This week, our Adolescent Member Crush is a good one: Mitchell Allison! This photographer subverts queerness, often creating optical illusions and distorting viewers’ perspective of his work. Mitchell has been published on Adolescent and is currently a photographer for Lithium Magazine. Read below to learn about his adoration of absurdity and the influences behind his work!

Adolescent Content: I love how raw and intense your photos are. Has that always been your style? What influenced it?

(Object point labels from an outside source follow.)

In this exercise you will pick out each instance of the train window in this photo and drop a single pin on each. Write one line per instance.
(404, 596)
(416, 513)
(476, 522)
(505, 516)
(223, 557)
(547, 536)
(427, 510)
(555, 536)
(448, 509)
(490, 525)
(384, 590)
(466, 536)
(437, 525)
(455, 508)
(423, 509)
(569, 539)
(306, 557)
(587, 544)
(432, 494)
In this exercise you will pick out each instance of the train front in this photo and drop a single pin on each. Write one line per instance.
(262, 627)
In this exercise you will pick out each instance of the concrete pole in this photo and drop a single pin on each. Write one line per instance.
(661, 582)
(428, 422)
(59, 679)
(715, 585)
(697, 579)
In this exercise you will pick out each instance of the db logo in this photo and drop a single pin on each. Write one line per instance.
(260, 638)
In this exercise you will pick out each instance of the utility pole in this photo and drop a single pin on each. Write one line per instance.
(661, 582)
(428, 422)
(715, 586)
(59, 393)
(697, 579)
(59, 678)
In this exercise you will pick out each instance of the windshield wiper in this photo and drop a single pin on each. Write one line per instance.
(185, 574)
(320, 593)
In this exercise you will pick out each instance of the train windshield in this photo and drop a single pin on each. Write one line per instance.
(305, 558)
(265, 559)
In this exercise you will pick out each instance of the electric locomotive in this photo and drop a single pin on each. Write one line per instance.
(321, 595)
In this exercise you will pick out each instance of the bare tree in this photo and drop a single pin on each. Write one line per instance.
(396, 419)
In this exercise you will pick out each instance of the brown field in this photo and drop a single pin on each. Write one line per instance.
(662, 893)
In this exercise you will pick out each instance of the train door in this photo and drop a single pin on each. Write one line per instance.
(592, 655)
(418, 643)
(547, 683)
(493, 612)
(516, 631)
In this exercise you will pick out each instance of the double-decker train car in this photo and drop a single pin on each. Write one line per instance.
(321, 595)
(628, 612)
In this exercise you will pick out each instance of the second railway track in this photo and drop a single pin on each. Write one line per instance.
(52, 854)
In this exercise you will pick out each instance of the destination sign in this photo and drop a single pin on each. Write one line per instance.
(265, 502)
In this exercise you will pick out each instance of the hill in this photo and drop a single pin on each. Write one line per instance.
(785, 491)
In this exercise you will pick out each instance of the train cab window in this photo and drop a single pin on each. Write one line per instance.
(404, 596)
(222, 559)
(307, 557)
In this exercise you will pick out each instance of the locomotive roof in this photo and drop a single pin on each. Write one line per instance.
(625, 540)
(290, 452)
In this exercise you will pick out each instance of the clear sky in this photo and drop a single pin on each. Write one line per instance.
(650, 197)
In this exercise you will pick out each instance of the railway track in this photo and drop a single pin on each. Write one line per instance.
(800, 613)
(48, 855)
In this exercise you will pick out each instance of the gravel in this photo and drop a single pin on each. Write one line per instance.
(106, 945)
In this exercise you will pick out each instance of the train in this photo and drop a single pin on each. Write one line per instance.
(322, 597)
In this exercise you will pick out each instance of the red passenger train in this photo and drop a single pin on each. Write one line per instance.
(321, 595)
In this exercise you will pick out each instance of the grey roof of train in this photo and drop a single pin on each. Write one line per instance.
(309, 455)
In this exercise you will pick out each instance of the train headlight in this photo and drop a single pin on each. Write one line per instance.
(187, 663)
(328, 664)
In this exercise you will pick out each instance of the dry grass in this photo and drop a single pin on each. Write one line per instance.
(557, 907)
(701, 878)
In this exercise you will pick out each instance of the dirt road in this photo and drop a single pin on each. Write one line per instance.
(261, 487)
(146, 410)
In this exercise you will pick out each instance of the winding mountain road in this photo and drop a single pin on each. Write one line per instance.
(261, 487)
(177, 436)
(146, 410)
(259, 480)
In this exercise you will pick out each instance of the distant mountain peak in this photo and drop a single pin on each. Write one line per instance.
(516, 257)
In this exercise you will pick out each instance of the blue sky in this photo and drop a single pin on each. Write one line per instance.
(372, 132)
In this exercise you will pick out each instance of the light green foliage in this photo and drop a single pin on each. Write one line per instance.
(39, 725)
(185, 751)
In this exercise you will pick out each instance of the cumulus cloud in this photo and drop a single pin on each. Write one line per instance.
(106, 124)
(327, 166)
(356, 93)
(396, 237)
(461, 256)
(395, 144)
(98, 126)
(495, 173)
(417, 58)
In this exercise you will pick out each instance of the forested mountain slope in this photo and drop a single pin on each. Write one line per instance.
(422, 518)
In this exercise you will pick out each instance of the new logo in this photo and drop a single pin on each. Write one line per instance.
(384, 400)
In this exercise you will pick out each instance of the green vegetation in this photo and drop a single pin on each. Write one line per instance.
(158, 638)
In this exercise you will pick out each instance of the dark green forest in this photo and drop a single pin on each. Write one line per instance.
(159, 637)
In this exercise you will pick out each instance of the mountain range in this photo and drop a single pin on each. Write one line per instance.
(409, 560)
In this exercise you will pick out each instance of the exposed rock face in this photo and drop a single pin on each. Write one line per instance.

Mitchell Allison: It’s ebbed and flowed. I always intend for specificity in composition and for my work to be eye-catching, but the reason it catches your eye—out of disgust, beauty, arousal—shifts. I pull influence from a mixed bag of things—music, other artists, a mannequin stuffed in a dumpster, an odd reflection I pass. My last series, In the Night, was a Frankenstein of sorts, drawing inspiration from the German Expressionist movement of the Weimar era, along with the work of Ren Hang and Egon Schiele, among others.

Adolescent: How has queerness guided your work?

Mitchell: The Venn diagram of my artistic work and my queerness is a perfect circle. My creativity first started as an expression of more complex feelings I didn’t really know how to articulate when I was younger. As I’ve grown older, putting a face to these abstract, difficult feelings and taking pictures of [them] has been cathartic. Also with age has come a frustration with the lack of queer history taught in my public school education. The discovery of a lineage of queer artists and creatives like me (notably led by many trans people and queer people of color) pushing the progression of art, fashion, music, and culture in general is endlessly inspiring to me and, if i can say so, pretty fucking badass.

Adolescent: You mention on your site that your photos are taken with an “abstract and absurd” perspective on the body, sex, and sexuality. Is that absurdist lens intended to ever come across as satirical, or is it more a criticism of sorts?

Mitchell: Both. A lot of my recent work has revolved around my own insecurities with my body, and the lame reality that there is a facet of the queer community offers love and acceptance...if you’re 6’2/190 lbs/Caucasian/fit/top/minimum 10k followers/no fats/no femmes. Like, that’s bonkers, right? So how far can I push that archetype? Yeah, I’m gonna take a gorgeous picture of a model who fits your demographic, and let’s see if you take a moment to look away from his pecs long enough to notice he’s got one too many eyes. I enjoy playing with expectations and twisting them for my own purpose.

Adolescent: What’s your rationale behind only shooting on 35mm film?

Mitchell: From a purely logistical perspective, you’re forced to compose every shot you take. People I shoot with are often surprised at how slowly and deliberately I shoot. I can’t just hold down the shutter and shoot and shoot and shoot and hope that one picture’s good—I’ve only got 36 exposures. I take time testing and trying out poses before I shoot, and sometimes that means taking thirty minutes to set up a shot, deciding I don’t like it, and starting from square one again. Film’s expensive, I don’t like burning through it.

Adolescent: You’ve been working on a series called In the Night for a year. Is it ever tiring or frustrating to put so much time into a single body of work?

Mitchell: I don’t think so. Every series I work on tends to have a strong concept, and I really enjoy chewing on that concept shoot after shoot, playing with every aspect of it before I move on to the next thing. So, if I’m working on something for months and months, it’s because I’m enjoying the work. If I get tired of an idea after a few shoots, then it’s on to the next thing. And each concept informs the next. In the Night involved a lot of darkness and strict composition, and my next series that I’ve already started testing is almost a literal take on “shedding the skin” of the last body of work I created.